## HANDELING IMBALANCE DATASETS IN MACHINE LEARNING

Imbalance in datasets occurs when some datasets have more of one sample compared to another, this can lead to inaccurate models despite of very high accuracy scores.

Example take a dataset that has 9000 being false and 1000 being trues, if the model was programmed to output false all the time we would still have a 90% accuracy despite the fact that the model is completely bogus.

There are many techniques to use to address this problem some of the common ones are listed below.

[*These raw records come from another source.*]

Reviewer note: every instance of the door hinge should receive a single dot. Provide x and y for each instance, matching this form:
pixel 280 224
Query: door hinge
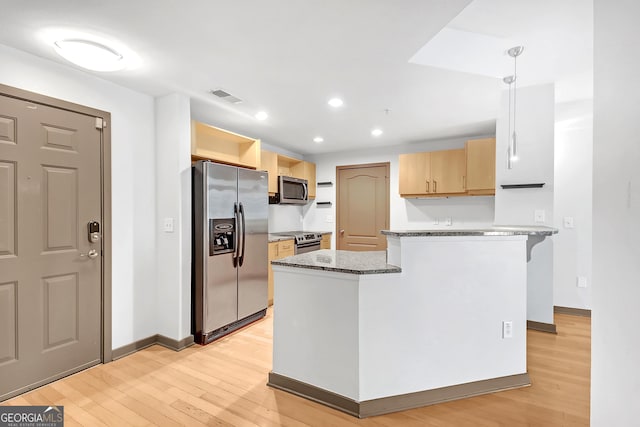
pixel 100 123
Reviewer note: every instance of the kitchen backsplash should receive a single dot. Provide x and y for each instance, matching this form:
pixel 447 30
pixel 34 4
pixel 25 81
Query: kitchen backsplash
pixel 285 218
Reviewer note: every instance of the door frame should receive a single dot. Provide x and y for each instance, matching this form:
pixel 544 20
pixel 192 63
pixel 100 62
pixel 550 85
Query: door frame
pixel 387 165
pixel 105 182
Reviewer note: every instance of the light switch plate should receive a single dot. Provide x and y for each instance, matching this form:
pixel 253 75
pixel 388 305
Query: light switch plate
pixel 567 221
pixel 581 282
pixel 507 329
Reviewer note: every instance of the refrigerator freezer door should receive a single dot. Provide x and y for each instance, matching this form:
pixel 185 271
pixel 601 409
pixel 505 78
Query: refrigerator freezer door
pixel 220 292
pixel 253 194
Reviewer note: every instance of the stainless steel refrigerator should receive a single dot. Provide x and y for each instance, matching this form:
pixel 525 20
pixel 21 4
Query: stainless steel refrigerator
pixel 230 246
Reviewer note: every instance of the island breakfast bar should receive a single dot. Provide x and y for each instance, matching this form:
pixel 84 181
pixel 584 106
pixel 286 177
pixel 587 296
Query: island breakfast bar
pixel 440 316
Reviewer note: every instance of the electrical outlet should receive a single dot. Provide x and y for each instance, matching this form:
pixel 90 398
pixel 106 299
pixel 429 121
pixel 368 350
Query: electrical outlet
pixel 567 221
pixel 168 225
pixel 507 329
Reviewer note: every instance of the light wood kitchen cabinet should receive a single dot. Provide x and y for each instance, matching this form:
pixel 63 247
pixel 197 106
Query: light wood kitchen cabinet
pixel 277 250
pixel 448 170
pixel 415 174
pixel 434 173
pixel 325 243
pixel 212 143
pixel 481 166
pixel 278 164
pixel 306 170
pixel 269 163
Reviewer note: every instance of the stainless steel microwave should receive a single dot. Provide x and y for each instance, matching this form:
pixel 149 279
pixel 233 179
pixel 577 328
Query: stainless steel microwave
pixel 294 191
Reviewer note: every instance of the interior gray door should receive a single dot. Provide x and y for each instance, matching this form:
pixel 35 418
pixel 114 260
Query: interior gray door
pixel 253 273
pixel 50 281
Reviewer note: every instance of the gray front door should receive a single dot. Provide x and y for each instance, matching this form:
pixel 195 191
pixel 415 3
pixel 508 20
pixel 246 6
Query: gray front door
pixel 50 281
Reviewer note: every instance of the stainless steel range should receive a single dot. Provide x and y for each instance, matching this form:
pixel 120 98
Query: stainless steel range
pixel 305 241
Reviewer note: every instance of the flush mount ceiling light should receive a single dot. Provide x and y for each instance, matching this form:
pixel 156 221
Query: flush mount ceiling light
pixel 512 146
pixel 90 54
pixel 336 102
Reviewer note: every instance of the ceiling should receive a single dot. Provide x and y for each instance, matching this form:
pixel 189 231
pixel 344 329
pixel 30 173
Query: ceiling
pixel 417 69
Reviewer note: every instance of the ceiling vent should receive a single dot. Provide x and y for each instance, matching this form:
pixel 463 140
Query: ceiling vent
pixel 225 96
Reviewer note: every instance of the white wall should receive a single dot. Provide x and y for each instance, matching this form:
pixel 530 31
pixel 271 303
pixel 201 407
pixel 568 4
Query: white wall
pixel 404 213
pixel 535 135
pixel 572 247
pixel 535 129
pixel 615 345
pixel 285 218
pixel 133 189
pixel 173 195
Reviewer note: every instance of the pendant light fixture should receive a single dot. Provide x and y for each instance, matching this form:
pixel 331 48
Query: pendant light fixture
pixel 512 147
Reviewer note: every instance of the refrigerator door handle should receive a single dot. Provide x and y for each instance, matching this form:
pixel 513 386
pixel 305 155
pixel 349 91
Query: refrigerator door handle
pixel 241 261
pixel 236 235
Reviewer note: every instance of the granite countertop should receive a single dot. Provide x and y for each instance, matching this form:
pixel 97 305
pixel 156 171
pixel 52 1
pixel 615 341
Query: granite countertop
pixel 498 230
pixel 341 261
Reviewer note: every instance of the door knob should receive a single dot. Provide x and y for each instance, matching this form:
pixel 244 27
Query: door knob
pixel 91 254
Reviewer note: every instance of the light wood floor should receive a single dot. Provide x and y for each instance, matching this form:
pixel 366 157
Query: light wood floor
pixel 224 384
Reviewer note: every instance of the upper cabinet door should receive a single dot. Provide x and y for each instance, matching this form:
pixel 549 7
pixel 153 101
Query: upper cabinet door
pixel 415 174
pixel 448 170
pixel 481 166
pixel 269 163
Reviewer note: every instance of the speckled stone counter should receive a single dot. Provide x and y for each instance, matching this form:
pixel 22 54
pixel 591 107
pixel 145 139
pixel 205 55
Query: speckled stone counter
pixel 489 231
pixel 341 261
pixel 348 335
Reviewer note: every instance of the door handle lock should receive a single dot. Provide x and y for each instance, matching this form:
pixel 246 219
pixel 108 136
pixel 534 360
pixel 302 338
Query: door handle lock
pixel 91 254
pixel 93 230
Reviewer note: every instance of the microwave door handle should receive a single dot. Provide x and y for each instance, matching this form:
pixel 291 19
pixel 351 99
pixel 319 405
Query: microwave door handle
pixel 236 238
pixel 241 260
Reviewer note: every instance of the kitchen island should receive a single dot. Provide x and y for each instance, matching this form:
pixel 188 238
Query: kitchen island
pixel 441 315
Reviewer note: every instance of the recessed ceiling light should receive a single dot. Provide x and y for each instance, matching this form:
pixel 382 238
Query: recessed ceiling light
pixel 336 102
pixel 90 54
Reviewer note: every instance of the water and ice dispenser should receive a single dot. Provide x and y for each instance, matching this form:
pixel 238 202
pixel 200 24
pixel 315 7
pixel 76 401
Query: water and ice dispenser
pixel 222 236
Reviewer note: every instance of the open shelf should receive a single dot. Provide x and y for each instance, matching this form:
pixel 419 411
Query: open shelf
pixel 514 186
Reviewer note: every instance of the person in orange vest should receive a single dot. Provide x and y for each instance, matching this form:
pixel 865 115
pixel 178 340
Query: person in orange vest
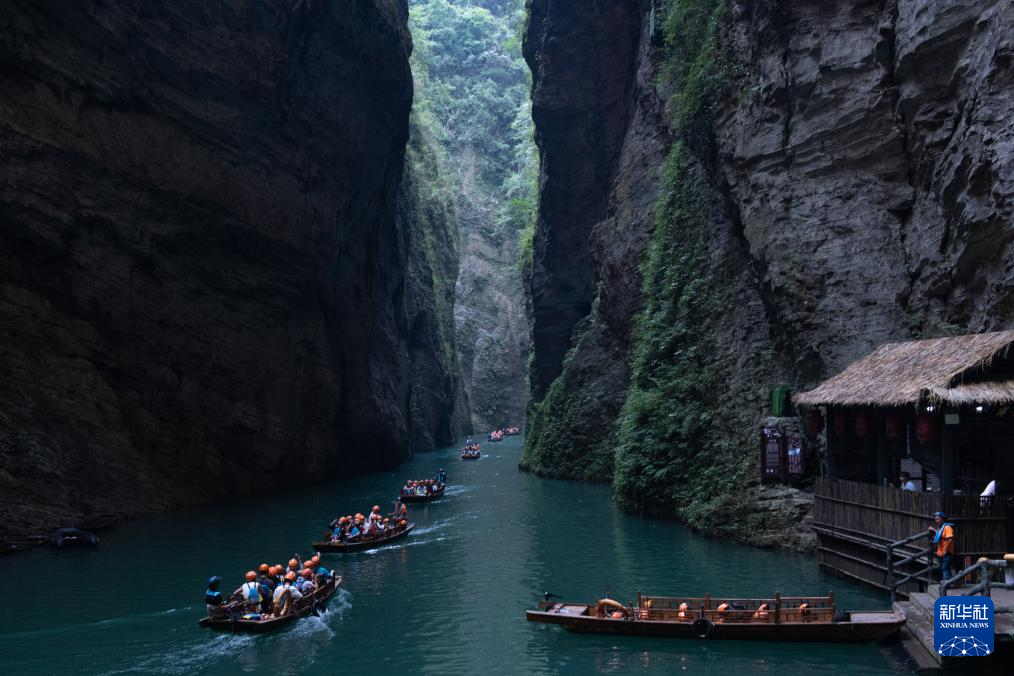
pixel 943 537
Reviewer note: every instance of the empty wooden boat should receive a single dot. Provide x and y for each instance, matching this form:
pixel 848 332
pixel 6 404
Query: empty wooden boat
pixel 800 618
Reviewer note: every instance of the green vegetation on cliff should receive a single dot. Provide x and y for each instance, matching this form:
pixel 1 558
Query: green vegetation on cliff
pixel 681 439
pixel 427 207
pixel 477 100
pixel 571 432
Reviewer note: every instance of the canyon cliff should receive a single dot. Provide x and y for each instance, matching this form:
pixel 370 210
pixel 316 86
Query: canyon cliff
pixel 210 271
pixel 762 196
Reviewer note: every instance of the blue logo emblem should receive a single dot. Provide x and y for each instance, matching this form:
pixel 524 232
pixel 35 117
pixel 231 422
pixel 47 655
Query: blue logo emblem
pixel 962 625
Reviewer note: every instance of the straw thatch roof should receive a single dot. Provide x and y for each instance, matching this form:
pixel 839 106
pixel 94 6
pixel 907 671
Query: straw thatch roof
pixel 903 373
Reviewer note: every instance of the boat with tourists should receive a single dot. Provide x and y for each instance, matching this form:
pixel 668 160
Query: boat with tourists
pixel 785 618
pixel 233 619
pixel 435 494
pixel 363 542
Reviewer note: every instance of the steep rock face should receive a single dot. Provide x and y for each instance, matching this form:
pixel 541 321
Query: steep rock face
pixel 202 277
pixel 602 134
pixel 583 64
pixel 438 403
pixel 859 170
pixel 491 325
pixel 871 171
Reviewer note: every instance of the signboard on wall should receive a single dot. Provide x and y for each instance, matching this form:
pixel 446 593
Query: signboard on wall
pixel 772 457
pixel 795 459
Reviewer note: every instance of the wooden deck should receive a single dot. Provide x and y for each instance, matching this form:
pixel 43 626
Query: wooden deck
pixel 855 522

## 1. Under sampling the majority class

This involve reducing the size of the majority class by getting rid of some data points. This can be done by randomly picking a group of samples that match the sample size of the minority class and using it to train the model. Example take the majority class to have 9000 false datapoints and 1000 true datapoints, what you do is you take 1000 of randomly picked samples and combine it with the other 1000 true samples and train the model.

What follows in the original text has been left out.